Björn löst sein Geburtstagsgeschenk ein: einen Tag im Kletterpark in Kandel. Die Aufgabenteilung in unserer Gruppe ist klar: Während die anderen in 10-15 Metern Höhe herumkraxeln, soll ich von unten die peinlichsten Momente fotografisch festhalten. Angstverzerrte, schreckensbleiche Gesichter - darauf bin ich aus. Doch leider kommt erstens alles anders, und zweitens als man denkt.
Nachdem sich alle mit Helm und Klettergeschirr ausgerüstet haben, trennt sich die Gruppe. Günther wählt die Seilrutsche und damit Parcours 9. Anke, Björn und Alex sind etwas vorsichtiger und entscheiden sich für die vergleichsweise harmlose Wackelbrücke über die Straße. Keine 2 Minuten später stellen sie jedoch erschrocken fest, daß es sich um den etwas kniffligeren Parcours 11 handelt. Tja, Vorsicht ist eben nicht immer die Mutter der Porzellankiste. Sondern manchmal auch die Tante oder gar die Großnichte.
Leider wollen mir während der Kletterei nicht die gewünschten Schnappschüsse gelingen. Alle bewegen sich beeindruckend professionell und zielstrebig durchs Geäst. Meine Enttäuschung ist groß, bis nach den 3 Stunden im Kletterpark das Gespräch irgendwie auf Dekadenz kommt. Alex gelingt mit einem kleinen Satz der große Wurf: "Nur reiche Länder können es sich noch erlauben, Müll wegzumschmeißen". Ich weiß bis heute nicht, ob der Gedanke unsinnig oder genial, empirisch oder fiktiv ist, aber immerhin rettet er mir den Tag.
Nach Zwischenstationen im Litfaß und bei Carlos beschließen wir den Tag mit Sponti-Kultur: Das Tübinger Harlekin-Theater präsentiert im Jubez seine Theatersportliche Impro-Show. Am besten gefällt mir das improvisierte Shakespeare-Stück Die Enterbung über einen Ritter, der nach langer Zeit in seine Heimat zurückkehrt und der rechtmäßigen Königin wieder auf den Thron hilft.
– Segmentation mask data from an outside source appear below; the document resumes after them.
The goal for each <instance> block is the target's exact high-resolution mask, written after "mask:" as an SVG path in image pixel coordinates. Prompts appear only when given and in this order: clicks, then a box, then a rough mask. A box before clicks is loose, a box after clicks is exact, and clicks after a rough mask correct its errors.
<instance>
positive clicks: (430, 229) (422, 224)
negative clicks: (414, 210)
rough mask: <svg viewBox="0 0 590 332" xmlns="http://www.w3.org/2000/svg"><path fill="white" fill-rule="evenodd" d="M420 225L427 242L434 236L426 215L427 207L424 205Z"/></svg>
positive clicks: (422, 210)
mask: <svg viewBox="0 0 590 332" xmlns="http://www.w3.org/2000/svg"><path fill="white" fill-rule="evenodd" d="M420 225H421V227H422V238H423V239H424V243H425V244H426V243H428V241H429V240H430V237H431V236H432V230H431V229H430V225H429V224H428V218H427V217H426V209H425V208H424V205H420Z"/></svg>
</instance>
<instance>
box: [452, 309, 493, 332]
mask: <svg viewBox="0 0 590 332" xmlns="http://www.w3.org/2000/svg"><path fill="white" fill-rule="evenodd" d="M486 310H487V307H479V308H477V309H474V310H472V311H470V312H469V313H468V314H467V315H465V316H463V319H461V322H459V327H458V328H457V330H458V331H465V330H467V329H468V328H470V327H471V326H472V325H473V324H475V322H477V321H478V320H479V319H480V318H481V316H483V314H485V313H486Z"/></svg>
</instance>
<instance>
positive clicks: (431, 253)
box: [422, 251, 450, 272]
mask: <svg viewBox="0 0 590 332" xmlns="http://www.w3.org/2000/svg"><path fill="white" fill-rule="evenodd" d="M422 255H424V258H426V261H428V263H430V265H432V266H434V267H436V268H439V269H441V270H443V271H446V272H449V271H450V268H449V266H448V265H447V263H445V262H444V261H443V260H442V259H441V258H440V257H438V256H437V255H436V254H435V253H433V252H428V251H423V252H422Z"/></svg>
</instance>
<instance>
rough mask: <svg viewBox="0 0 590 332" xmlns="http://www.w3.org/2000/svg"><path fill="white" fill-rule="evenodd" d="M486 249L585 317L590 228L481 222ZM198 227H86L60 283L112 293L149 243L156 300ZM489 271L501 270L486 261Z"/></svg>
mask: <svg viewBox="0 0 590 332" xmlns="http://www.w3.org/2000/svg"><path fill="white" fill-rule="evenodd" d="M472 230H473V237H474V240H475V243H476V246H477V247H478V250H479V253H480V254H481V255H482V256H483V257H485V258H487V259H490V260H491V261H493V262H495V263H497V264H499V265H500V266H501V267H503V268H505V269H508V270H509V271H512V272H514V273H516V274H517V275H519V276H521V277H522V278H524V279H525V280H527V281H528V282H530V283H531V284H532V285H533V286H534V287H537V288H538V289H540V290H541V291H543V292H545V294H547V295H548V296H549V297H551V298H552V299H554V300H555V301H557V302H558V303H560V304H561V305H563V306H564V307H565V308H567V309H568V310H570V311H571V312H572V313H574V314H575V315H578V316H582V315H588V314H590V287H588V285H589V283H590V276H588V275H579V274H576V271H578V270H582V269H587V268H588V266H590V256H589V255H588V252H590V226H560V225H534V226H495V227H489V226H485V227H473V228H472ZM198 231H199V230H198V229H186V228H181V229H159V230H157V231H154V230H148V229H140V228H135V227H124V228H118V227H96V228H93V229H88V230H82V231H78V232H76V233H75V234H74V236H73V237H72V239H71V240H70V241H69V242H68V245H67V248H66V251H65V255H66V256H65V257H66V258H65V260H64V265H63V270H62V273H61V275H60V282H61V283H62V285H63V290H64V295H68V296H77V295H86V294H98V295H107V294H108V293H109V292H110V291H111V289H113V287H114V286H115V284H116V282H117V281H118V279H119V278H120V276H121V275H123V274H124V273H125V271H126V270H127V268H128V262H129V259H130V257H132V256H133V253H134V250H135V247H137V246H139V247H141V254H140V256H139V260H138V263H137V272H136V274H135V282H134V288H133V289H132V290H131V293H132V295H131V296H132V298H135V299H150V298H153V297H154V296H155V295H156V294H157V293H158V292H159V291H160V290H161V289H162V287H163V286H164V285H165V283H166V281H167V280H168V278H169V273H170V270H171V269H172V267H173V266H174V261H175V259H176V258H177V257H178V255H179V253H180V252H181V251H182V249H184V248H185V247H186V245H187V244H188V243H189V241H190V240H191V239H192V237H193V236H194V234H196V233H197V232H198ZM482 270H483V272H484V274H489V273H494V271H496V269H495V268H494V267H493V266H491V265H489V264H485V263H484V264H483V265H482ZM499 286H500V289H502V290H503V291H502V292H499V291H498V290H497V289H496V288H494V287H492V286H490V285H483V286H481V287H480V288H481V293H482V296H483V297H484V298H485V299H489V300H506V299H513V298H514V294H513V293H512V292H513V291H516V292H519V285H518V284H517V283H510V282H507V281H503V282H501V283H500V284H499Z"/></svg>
Sie weint auf shakespearischste Art und Weise, und er fragt ebenso: "Was netzest Du Dein Aug'?" Natürlich kann es auch auf der Bühne keine Spontaneität ohne perfekte Vorbereitung geben, aber das Erstaunliche ist, daß man es der Truppe praktisch nicht anmerkt.
Björns Besuch endet am Sonntag mit einem Frühstück im Cielo in Durlach. Wir erleben weder eine Enterbung noch sonstige Machtspiele zwischen Königen, dafür aber ein Drama in besonders kleinem Stil: Die Bedienung hat mir die Nutella auf den Teller gelegt, die doch eigentlich Björn bestellt hat! Man muß das Auge nur für die richtigen Probleme schärfen, dann lebt man im allgemeinen ganz hervorragend.